Government Revenue Creep
By Kenneth Bell on December 24, 2008 | More Posts By Kenneth Bell | Author's Website
I concluded my November 25th post (”Who Doesn’t Enjoy A Good Spending Spree?“) with the following comment: “This has been the enduring failure of Keynesian economics. Everyone loves a good spending spree. No one ever wants to take away the punch bowl.”
The following graph (courtesy of Greg Mankiw) does a wonderful job of illustrating this. The rapid increase in government revenue relative to GDP in the early 1940’s was due to World War II. The more interesting observation, though, is that this temporary increase in the size and scope of government was never reined in following the war. Instead, the government’s share of economic activity has continued to grow over the past 60 years.

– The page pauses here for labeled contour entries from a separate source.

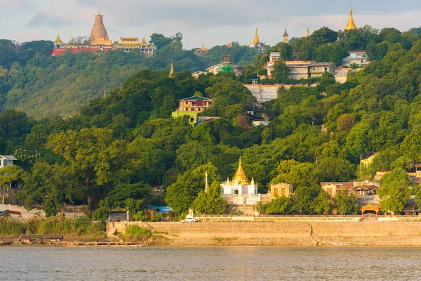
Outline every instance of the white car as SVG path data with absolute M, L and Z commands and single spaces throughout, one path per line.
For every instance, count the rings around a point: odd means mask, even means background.
M 187 218 L 184 221 L 182 221 L 183 223 L 199 223 L 199 220 L 196 220 L 194 218 Z

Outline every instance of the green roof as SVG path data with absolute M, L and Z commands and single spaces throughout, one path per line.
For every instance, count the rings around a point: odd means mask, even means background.
M 210 98 L 205 98 L 205 97 L 201 97 L 201 96 L 192 96 L 192 97 L 190 97 L 190 98 L 183 98 L 182 100 L 210 100 Z

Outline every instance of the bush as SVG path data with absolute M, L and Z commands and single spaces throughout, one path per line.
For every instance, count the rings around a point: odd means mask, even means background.
M 126 230 L 124 240 L 126 242 L 139 242 L 146 240 L 152 235 L 149 230 L 141 228 L 136 225 L 129 226 Z

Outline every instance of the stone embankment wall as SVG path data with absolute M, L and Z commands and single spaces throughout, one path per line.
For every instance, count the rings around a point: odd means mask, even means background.
M 131 223 L 150 229 L 152 244 L 421 246 L 419 222 Z M 127 223 L 109 228 L 124 232 Z

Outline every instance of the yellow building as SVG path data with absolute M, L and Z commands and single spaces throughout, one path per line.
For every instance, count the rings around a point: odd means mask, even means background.
M 345 30 L 356 30 L 356 25 L 355 25 L 355 23 L 354 22 L 354 17 L 352 16 L 352 8 L 351 10 L 349 10 L 349 20 L 348 20 L 348 24 L 347 25 L 347 26 L 345 27 Z
M 270 185 L 270 195 L 272 197 L 276 198 L 281 196 L 289 197 L 294 192 L 293 185 L 288 183 L 278 183 Z

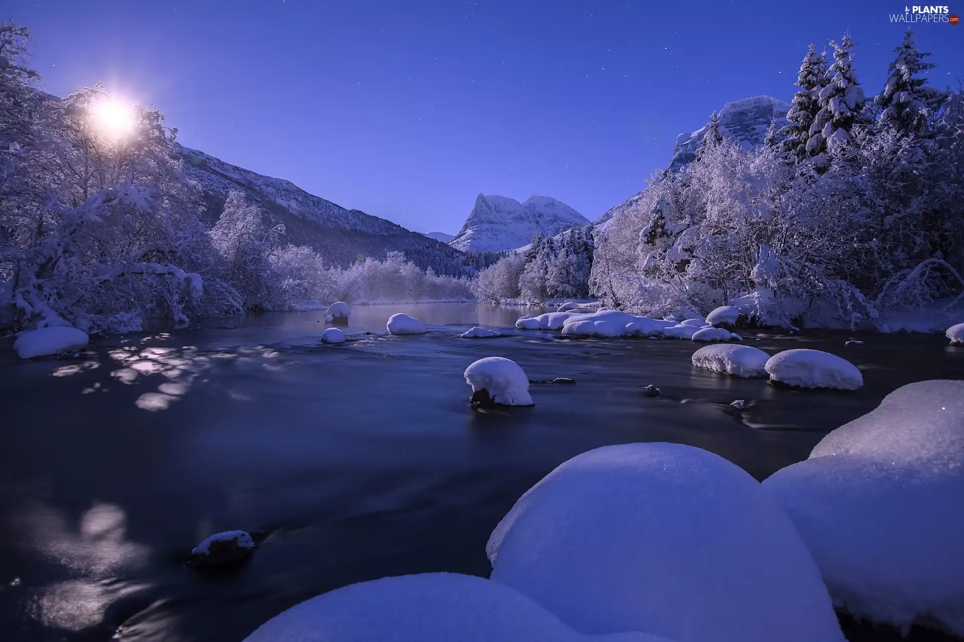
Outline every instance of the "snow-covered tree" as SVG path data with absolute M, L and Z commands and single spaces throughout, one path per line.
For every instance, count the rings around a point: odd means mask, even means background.
M 922 134 L 947 94 L 926 87 L 926 78 L 921 77 L 934 65 L 924 60 L 930 56 L 929 53 L 918 52 L 914 45 L 914 33 L 910 29 L 904 34 L 903 44 L 895 51 L 897 58 L 888 66 L 890 75 L 887 84 L 876 97 L 876 103 L 882 110 L 880 122 L 905 135 Z
M 793 153 L 798 159 L 804 159 L 809 155 L 807 142 L 810 140 L 810 128 L 817 119 L 817 112 L 820 111 L 817 94 L 827 82 L 826 58 L 817 54 L 817 49 L 811 44 L 796 77 L 796 86 L 799 90 L 793 94 L 790 109 L 787 113 L 790 124 L 783 129 L 783 134 L 786 136 L 784 149 Z

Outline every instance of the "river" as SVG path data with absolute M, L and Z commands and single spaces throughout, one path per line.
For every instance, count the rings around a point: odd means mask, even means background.
M 383 336 L 394 312 L 432 332 Z M 239 642 L 350 582 L 487 576 L 493 527 L 579 452 L 679 442 L 762 479 L 898 386 L 964 372 L 964 348 L 940 336 L 748 331 L 771 353 L 844 356 L 866 381 L 855 393 L 776 390 L 694 369 L 692 342 L 569 340 L 516 330 L 520 314 L 356 306 L 338 346 L 319 344 L 323 313 L 95 340 L 76 359 L 20 362 L 5 346 L 0 637 Z M 473 324 L 507 336 L 459 338 Z M 576 384 L 533 384 L 531 408 L 473 411 L 462 372 L 495 355 Z M 645 397 L 647 384 L 663 395 Z M 250 562 L 185 564 L 203 537 L 235 528 L 264 533 Z

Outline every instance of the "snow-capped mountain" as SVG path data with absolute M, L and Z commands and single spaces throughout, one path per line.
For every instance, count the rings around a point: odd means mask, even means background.
M 719 111 L 720 134 L 725 139 L 733 139 L 740 144 L 751 147 L 763 141 L 770 121 L 776 120 L 778 127 L 787 125 L 787 112 L 790 104 L 772 96 L 753 96 L 727 103 Z M 692 163 L 696 159 L 696 148 L 706 136 L 709 125 L 695 132 L 683 132 L 676 137 L 676 152 L 670 162 L 671 167 Z
M 720 134 L 724 139 L 736 141 L 747 148 L 763 144 L 771 120 L 776 120 L 778 127 L 788 124 L 787 112 L 790 108 L 790 103 L 772 96 L 753 96 L 735 100 L 724 105 L 719 111 Z M 706 136 L 709 124 L 695 132 L 683 132 L 676 138 L 676 151 L 669 164 L 671 169 L 678 169 L 696 160 L 696 149 Z M 642 195 L 643 193 L 639 192 L 629 196 L 619 205 L 610 208 L 608 212 L 594 220 L 593 224 L 602 226 L 604 229 L 605 222 L 616 215 L 635 210 Z
M 551 196 L 529 196 L 524 203 L 506 196 L 479 194 L 465 224 L 448 244 L 462 251 L 506 250 L 532 241 L 536 232 L 555 236 L 589 220 Z
M 384 258 L 391 250 L 437 272 L 462 273 L 462 254 L 449 245 L 360 210 L 310 194 L 290 181 L 263 176 L 221 159 L 174 143 L 187 165 L 186 174 L 204 193 L 213 223 L 225 198 L 242 191 L 258 205 L 272 224 L 283 223 L 285 241 L 309 245 L 332 263 L 347 266 L 359 258 Z

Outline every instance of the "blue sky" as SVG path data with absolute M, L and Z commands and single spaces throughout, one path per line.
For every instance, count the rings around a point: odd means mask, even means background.
M 480 192 L 602 215 L 712 110 L 790 100 L 807 44 L 847 28 L 875 93 L 904 29 L 892 0 L 4 5 L 33 30 L 48 91 L 103 81 L 160 108 L 185 145 L 449 233 Z M 916 35 L 933 84 L 964 80 L 964 25 Z

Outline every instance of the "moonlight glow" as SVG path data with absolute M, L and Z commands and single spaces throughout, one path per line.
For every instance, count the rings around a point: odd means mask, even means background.
M 120 141 L 134 132 L 134 106 L 104 97 L 91 106 L 94 124 L 104 134 Z

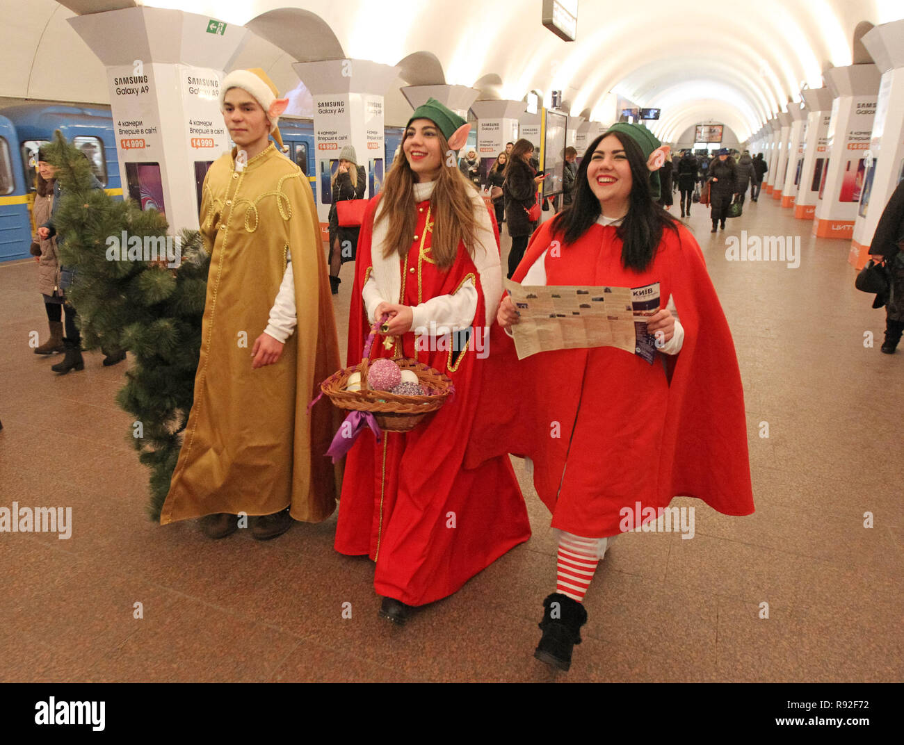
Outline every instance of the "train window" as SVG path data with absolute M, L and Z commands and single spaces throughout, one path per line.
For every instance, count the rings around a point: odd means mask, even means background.
M 99 137 L 80 135 L 72 140 L 73 144 L 88 156 L 91 169 L 100 185 L 107 186 L 107 160 L 104 158 L 104 144 Z
M 38 150 L 47 143 L 48 140 L 25 140 L 22 144 L 22 165 L 30 191 L 34 191 L 34 173 L 38 168 Z
M 301 169 L 301 172 L 306 176 L 307 175 L 307 144 L 306 143 L 296 143 L 295 144 L 295 162 L 298 168 Z
M 9 143 L 0 137 L 0 194 L 12 194 L 15 191 L 13 177 L 13 161 L 9 155 Z

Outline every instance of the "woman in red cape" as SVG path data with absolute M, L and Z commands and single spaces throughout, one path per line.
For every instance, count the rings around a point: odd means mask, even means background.
M 377 338 L 372 359 L 415 359 L 455 386 L 411 432 L 378 442 L 363 430 L 345 463 L 335 549 L 376 562 L 380 614 L 398 624 L 410 606 L 452 594 L 531 536 L 508 456 L 462 467 L 502 292 L 495 225 L 447 157 L 467 129 L 432 98 L 414 112 L 358 244 L 347 364 L 361 360 L 371 324 L 385 314 L 386 343 Z
M 647 323 L 659 349 L 653 364 L 614 347 L 519 361 L 503 331 L 517 322 L 506 297 L 466 457 L 472 466 L 506 452 L 532 461 L 560 531 L 557 590 L 543 601 L 535 657 L 562 670 L 587 620 L 584 593 L 615 535 L 648 529 L 678 495 L 727 515 L 753 512 L 734 344 L 700 247 L 654 203 L 649 172 L 663 158 L 637 125 L 598 137 L 572 206 L 534 233 L 513 277 L 525 286 L 658 283 L 662 310 Z

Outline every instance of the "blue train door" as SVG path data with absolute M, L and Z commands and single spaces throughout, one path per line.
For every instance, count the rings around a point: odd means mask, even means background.
M 29 190 L 18 155 L 15 127 L 0 116 L 0 261 L 31 256 Z

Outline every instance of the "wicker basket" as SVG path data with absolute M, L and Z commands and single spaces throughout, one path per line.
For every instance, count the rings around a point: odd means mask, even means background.
M 427 396 L 400 396 L 389 391 L 372 390 L 367 386 L 367 370 L 370 368 L 371 348 L 377 329 L 386 321 L 383 316 L 371 328 L 371 334 L 364 344 L 361 363 L 344 368 L 320 384 L 320 390 L 340 409 L 363 411 L 372 414 L 384 432 L 410 432 L 428 414 L 437 411 L 455 393 L 455 386 L 448 376 L 418 362 L 401 357 L 392 359 L 401 369 L 411 370 L 418 376 L 418 383 L 428 391 Z M 396 345 L 396 349 L 399 345 Z M 352 373 L 361 373 L 361 390 L 345 390 Z

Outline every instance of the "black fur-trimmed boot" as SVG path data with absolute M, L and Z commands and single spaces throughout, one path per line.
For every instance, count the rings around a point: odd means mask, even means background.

It would be naive to think that our government will ever proactively address the growing deficit and debt (on and off balance sheet) problem that we face. As has typically been the case, our leaders won’t act until forced to, at which time we may be faced with a serious decline in the value of the dollar and/or the arrival of hyperinflation. Some combination of less government expenditure, higher taxes, lower entitlement spending, higher inflation, reduced entitlement benefits, and a weaker dollar are what ultimately await us. What we don’t know are the exact contents of this poisonous cocktail or the timing of its arrival.
As for the investment ramifications of this, I would expect dollar weakness and gold strength. Assuming reasonable global growth, I would expect many commodities to perform well, and select international equity markets with better growth prospects and better fiscal restraint should handily outperform the U.S. (assuming reasonable valuation). Much of the U.S. fixed income market would be destroyed, although TIPS would certainly benefit.
Not coincidentally, many of our core long-term positions would benefit from such a scenario. Also consistent with this thesis, I recently added a long Canadian dollar and short U.S. Treasury (20+years) position. I’ll spend a little more time on each of these later this week.